Pigments can be regarded as those fine powders which have the primary role of imparting whiteness, opacity (opaque or non-translucent nature often referred to as hiding power), colour or other special characteristics.

Extenders are lower cost pigments that extend or make up the balance of the powder component of the paint. Extenders also have significant quality impacts. Amongst other things they space the expensive pigment particles to maximise their benefits.

Some pigments and extenders are discussed below.

Titanium Dioxide (TiO2)

This is a very expensive pigment essential in white and lightly coloured paints. The amount of TiO2 in these paints is a key parameter in determining the paint quality. Primarily it gives these paints their opacity or hiding power so that less paint is required to hide the surface below.

The key quality benefits of TiO2:

  • Imparts highly opaque nature (hiding power) to white and light paints.
  • Imparts protection to the binders from the suns UV radiation and thus improves the colour stability and life expectancy of these paints.

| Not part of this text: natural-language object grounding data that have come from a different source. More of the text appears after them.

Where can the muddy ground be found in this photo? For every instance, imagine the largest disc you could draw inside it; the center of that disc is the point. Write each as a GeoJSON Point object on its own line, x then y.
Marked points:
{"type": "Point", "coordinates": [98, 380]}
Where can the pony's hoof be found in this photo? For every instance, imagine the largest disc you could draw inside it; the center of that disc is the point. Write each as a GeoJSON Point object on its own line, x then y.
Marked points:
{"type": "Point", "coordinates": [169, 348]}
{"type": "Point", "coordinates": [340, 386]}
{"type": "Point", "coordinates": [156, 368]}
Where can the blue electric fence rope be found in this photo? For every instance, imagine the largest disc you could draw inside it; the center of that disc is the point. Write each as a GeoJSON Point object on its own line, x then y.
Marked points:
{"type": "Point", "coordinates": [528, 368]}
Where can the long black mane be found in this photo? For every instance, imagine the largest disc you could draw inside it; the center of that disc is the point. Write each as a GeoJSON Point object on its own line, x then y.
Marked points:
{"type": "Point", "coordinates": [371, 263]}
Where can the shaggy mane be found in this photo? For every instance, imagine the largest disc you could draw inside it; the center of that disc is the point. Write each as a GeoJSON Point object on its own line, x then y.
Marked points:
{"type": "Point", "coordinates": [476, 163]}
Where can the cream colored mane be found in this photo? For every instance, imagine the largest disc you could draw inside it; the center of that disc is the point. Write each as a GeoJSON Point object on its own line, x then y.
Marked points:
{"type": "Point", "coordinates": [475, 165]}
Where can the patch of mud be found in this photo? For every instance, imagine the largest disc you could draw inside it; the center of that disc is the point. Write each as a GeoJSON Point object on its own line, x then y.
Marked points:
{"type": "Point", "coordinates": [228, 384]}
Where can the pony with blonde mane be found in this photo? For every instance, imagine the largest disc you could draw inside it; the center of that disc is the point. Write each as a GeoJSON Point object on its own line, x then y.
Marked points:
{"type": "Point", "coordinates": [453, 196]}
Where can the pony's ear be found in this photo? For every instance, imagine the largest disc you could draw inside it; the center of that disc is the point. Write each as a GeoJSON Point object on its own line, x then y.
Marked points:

Colouring pigments in deep shades of paint should perform the same functions.

If one considers that TiO2 costs about 8-10 times more than most extenders then it is easy to establish a link between paint quality and cost.

TiO2 is very effective at creating opacity due to its fine particle size and high refractive index.

Bastion Paint paints contain high amounts of TiO2 in the White and Pastel Bases.

Calcium Carbonate (CaCO3)

This is an extender that is widely used. The best origin of calcium carbonate is marble deposits that are mined and crushed into a fine powder. Chalk and limestone deposits are other sources of calcium carbonate.

Generally the finer the powder particles the better the quality. Particle size is measured in micrometers. Finer particles contribute more to smoothness and hiding power than coarse particles although there are a number of reasons why some coarser particles are also required in paint.

Bastion Paint uses only calcium carbonate from a marble source and only grades of calcium carbonate with an average particle size of 0.8, 2 and 5 micrometers.

Smooth matt, Silk and higher sheen paints require fine extenders while cheaper rough and textured paints can use coarser extenders.

Incidentally any advert claiming that Marble is included for strength or stretch is very far fetched and aims only to lure people through their ignorance.

Clay (hydrous aluminium, phyllosilicate)

Clays are extenders that are less white than calcium carbonate. Clays are sometimes used as a cheap way of getting smoothness and developing a degree of sheen. Clays are a broad and often confusing family of chemicals. There are 4 main classes of clay of which Kaolin is probably the best know in the paint industry.

Clays are often modified to develop certain properties. Driving off structural water and volatile materials at high temperature are common processes. A useful paint extender is calcined anhydrous aluminium silicate. The calcining process induces "air voids" in the crystals thus improving the light scattering characteristics.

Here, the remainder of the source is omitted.